Every embedded system starts with a loop to set up initialized values in RAM. I like to precede this loop with one that sets all of RAM to the INT3, RST7, or whatever. Then, your odds of having a wandering program encounter the instruction are much higher.
Some of the hardest problems to diagnose, either in development or in production test, are erratic interrupts. If an interrupt controller fails or is misprogrammed it may assert an incorrect vector on the bus. Again, preempt the problem by using a complete interrupt table with entries for all possible interrupts, not just the ones you are using. Vector unused, unexpected, interrupts to an error handler.
Obviously there's no guarantee that wandering code will hit these unused locations. However, seeding the code in this manner is a nice way to arm yourself to possibly catch a latent problem. Teach your production people what to expect if such an error takes place.

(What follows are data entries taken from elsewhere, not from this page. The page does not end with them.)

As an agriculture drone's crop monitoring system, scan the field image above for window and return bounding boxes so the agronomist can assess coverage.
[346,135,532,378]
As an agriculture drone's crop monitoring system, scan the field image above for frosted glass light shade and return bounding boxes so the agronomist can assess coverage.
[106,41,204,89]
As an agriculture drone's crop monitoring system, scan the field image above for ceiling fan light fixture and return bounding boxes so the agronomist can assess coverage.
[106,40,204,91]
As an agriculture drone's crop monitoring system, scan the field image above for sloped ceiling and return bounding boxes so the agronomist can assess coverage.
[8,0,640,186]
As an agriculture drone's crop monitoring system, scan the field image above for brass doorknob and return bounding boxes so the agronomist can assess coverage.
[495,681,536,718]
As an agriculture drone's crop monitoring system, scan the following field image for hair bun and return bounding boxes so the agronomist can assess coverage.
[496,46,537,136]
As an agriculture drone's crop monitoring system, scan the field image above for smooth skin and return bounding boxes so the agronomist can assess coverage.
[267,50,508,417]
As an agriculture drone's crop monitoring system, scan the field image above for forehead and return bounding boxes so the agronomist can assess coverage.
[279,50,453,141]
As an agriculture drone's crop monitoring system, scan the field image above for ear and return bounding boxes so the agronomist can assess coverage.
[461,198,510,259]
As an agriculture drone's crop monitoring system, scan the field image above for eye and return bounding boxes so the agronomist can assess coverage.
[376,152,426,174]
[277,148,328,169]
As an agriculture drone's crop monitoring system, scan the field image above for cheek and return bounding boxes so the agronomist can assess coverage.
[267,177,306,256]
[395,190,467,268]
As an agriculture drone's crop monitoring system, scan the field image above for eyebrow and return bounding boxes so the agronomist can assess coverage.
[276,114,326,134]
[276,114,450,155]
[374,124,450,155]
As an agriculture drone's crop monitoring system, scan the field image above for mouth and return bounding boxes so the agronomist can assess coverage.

Watchdog timers are another type of preventative medicine we often employ to detect failures. Too many, though, are designed for the convenience of the programmer or customer, with no thought to the poor electronics technician trying to repair things. A watchdog timer that resets and restarts the code invisibly is a nightmare - how can you tell if a system is operating marginally?
At the very least be sure the watchdog toggles an external bit that a technician can scope. Give the poor guy a chance to see that the system crashes occasionally!
Of course, a better solution is to include the ROM monitor discussed above, with an error word that logs watchdog timeouts and other problems. The repair folks can then log onto the monitor and read a record of problems.
Modern processors often have various sleep modes that power-down all or part of the CPU at various intervals. Neat idea, but take the time to educate your people that the processor may be idle at different intervals. Just last week I spent an entire day trying to find a problem with a system that seemed to crash erratically. Totally baffled, I started timing the interval between crashes and found it to be exactly 127 seconds, every time. The chip was powering itself down, as the code never disabled the default sleep mode.
As a company, we're all in this together - right? Use your expert knowledge, and your knowledge of everyone else's job (after all, we all should strive to be high tech Renaissance Persons), to make the job of the techs in production test and repair simply possible.
Be creative. I wonder if there's a way we can put a TCP/IP link to a modem in our embedded systems, to allow technicians a thousand miles from the customers' sites to diagnose problems via the Internet.